Electrical conductivity,optical properties and mechanical stability of 3, 4, 9, 10-perylenetetracarboxylic dianhidride based organic semiconductor

The 3, 4, 9, 10-perylenetetracarboxylic dianhydride (PTCDA) doped polymer films were prepared with Polypyrrole (PPy) and Polyvinyl alcohol (PVA) polymers by solution-casting. The change in structure and chemical composition of samples was identified by XRD and FTIR respectively. The UV–visible spectroscopy demonstrates the optical characteristics and band gap properties of sample.

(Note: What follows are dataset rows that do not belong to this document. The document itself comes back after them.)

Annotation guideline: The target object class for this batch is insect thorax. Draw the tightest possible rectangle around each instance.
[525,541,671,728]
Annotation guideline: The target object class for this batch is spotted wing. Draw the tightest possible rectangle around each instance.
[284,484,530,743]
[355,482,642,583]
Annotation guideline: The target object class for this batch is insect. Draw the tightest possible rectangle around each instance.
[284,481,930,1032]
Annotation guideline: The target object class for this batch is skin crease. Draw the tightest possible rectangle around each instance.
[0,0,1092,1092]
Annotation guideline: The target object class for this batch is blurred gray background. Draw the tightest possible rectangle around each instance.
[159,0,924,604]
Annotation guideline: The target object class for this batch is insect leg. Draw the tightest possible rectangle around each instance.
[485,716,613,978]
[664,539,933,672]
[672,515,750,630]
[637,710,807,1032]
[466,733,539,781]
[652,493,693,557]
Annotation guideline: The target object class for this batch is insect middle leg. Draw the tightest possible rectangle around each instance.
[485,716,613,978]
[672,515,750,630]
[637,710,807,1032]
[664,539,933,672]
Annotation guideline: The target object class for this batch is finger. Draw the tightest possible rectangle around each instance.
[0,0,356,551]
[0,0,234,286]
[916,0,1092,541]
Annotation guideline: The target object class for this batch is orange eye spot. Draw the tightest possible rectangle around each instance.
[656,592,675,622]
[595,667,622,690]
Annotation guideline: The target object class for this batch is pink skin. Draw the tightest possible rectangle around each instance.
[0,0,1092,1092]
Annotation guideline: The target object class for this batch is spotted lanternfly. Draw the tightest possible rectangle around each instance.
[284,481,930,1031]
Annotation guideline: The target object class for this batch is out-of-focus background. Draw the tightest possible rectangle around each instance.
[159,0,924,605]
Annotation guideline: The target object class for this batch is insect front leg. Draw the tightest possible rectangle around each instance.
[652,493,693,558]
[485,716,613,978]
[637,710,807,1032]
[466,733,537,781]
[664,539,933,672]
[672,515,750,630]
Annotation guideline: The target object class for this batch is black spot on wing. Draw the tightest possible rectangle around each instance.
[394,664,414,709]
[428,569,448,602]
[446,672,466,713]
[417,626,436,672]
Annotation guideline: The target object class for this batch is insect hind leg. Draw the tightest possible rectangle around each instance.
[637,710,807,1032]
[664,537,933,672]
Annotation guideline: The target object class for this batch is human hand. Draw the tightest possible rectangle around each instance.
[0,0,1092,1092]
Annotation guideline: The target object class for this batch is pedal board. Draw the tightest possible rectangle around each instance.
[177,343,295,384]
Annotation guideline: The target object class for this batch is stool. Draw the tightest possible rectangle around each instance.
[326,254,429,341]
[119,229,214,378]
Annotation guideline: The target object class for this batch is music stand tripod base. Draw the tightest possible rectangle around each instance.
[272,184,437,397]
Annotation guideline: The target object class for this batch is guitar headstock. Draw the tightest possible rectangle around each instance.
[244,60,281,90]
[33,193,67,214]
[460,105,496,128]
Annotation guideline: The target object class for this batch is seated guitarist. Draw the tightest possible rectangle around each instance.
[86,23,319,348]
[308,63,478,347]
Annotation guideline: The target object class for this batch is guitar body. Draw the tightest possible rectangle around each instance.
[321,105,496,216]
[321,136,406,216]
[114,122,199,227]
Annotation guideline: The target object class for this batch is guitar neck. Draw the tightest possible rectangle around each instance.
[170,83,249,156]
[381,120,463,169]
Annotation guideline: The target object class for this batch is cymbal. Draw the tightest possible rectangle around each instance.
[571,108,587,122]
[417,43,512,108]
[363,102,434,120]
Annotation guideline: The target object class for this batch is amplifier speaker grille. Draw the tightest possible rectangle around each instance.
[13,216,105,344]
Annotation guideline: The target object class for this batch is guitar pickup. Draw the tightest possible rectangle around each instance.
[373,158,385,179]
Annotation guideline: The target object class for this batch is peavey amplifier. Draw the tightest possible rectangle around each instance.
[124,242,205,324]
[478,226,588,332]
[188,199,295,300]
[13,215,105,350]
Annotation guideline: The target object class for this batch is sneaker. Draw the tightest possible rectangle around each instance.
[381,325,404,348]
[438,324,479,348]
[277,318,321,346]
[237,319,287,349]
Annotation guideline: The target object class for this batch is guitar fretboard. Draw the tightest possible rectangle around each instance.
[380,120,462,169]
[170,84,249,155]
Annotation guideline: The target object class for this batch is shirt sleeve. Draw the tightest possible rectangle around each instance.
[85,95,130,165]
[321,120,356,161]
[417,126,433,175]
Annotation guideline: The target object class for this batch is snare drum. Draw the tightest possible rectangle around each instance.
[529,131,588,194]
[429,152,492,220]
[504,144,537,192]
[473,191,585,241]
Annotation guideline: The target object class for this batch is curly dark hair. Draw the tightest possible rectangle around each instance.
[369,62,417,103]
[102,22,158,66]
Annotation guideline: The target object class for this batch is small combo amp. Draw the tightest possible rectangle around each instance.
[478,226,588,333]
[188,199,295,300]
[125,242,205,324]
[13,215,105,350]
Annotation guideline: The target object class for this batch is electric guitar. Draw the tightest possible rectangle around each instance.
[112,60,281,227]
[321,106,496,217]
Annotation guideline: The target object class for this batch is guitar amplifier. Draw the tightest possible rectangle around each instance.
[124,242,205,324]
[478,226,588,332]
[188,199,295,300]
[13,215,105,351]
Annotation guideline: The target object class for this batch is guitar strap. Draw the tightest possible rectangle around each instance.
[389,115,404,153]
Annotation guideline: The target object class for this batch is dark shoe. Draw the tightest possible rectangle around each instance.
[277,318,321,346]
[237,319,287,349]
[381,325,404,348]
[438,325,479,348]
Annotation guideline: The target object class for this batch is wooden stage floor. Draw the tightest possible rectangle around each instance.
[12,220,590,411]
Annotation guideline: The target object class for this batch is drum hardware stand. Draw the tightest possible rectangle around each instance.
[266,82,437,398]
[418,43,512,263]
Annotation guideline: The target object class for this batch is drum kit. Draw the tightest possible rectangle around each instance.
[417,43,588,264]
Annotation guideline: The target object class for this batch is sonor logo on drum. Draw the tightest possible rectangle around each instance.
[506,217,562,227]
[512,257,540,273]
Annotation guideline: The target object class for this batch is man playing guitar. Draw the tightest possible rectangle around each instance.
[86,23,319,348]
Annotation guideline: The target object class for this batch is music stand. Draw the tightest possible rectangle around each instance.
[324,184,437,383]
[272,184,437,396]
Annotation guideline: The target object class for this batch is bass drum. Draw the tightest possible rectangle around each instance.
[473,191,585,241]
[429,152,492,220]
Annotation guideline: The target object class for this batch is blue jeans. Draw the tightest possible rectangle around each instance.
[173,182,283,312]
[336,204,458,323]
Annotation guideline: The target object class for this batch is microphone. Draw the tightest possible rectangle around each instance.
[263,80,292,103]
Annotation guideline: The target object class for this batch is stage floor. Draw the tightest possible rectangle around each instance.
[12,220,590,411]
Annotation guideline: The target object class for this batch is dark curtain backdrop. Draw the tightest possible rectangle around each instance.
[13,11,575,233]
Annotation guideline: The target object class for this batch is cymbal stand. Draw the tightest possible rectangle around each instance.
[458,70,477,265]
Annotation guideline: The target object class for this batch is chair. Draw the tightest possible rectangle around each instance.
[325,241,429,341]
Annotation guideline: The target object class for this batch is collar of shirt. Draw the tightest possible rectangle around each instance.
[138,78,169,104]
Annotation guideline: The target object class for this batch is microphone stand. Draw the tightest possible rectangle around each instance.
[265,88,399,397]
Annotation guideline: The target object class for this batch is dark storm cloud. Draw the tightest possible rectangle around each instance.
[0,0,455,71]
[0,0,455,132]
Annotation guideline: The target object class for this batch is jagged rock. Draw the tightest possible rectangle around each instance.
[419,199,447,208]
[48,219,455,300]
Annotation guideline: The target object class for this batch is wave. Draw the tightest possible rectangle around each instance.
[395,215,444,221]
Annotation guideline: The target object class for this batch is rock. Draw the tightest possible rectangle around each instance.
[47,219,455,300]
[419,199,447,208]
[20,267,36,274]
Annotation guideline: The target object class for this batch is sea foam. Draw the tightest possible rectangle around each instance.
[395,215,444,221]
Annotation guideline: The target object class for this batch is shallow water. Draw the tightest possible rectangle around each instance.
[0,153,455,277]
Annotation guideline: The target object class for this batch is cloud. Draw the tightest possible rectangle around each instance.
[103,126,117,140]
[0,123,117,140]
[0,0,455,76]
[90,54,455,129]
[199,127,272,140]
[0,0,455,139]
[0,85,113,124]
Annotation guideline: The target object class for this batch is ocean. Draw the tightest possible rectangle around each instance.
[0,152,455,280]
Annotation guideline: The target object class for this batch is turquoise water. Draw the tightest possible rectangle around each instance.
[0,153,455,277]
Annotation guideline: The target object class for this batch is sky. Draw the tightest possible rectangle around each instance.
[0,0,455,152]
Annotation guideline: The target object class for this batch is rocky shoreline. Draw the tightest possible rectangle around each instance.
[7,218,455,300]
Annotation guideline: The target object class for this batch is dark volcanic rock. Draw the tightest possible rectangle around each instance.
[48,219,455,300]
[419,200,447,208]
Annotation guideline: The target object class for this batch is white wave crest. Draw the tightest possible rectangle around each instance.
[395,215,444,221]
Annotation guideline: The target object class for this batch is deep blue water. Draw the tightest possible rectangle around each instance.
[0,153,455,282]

The homogeneous morphology of sample for higher wt% of PTCDA was examined by atomic force microscopy (AFM). The differential scanning calorimetry (DSC) results demonstrate the decrease in melting temperature (T_m) and degree of crystallinity (χ_c%) of polymeric organic semiconductor. The mechanical property demonstrates the high tensile strength and improved plasticity nature. Impedance spectroscopy was evaluated to determine the conductivity response of polymeric organic semiconductor. The highest DC conductivity (2.08×10⁻³ S/m) was obtained for 10 wt% of PTCDA at 140 °C. The decrease in activation energy (E_a) represents the non-Debye process and was evaluated from the slope of ln σ_dc vs. 10³/T plot.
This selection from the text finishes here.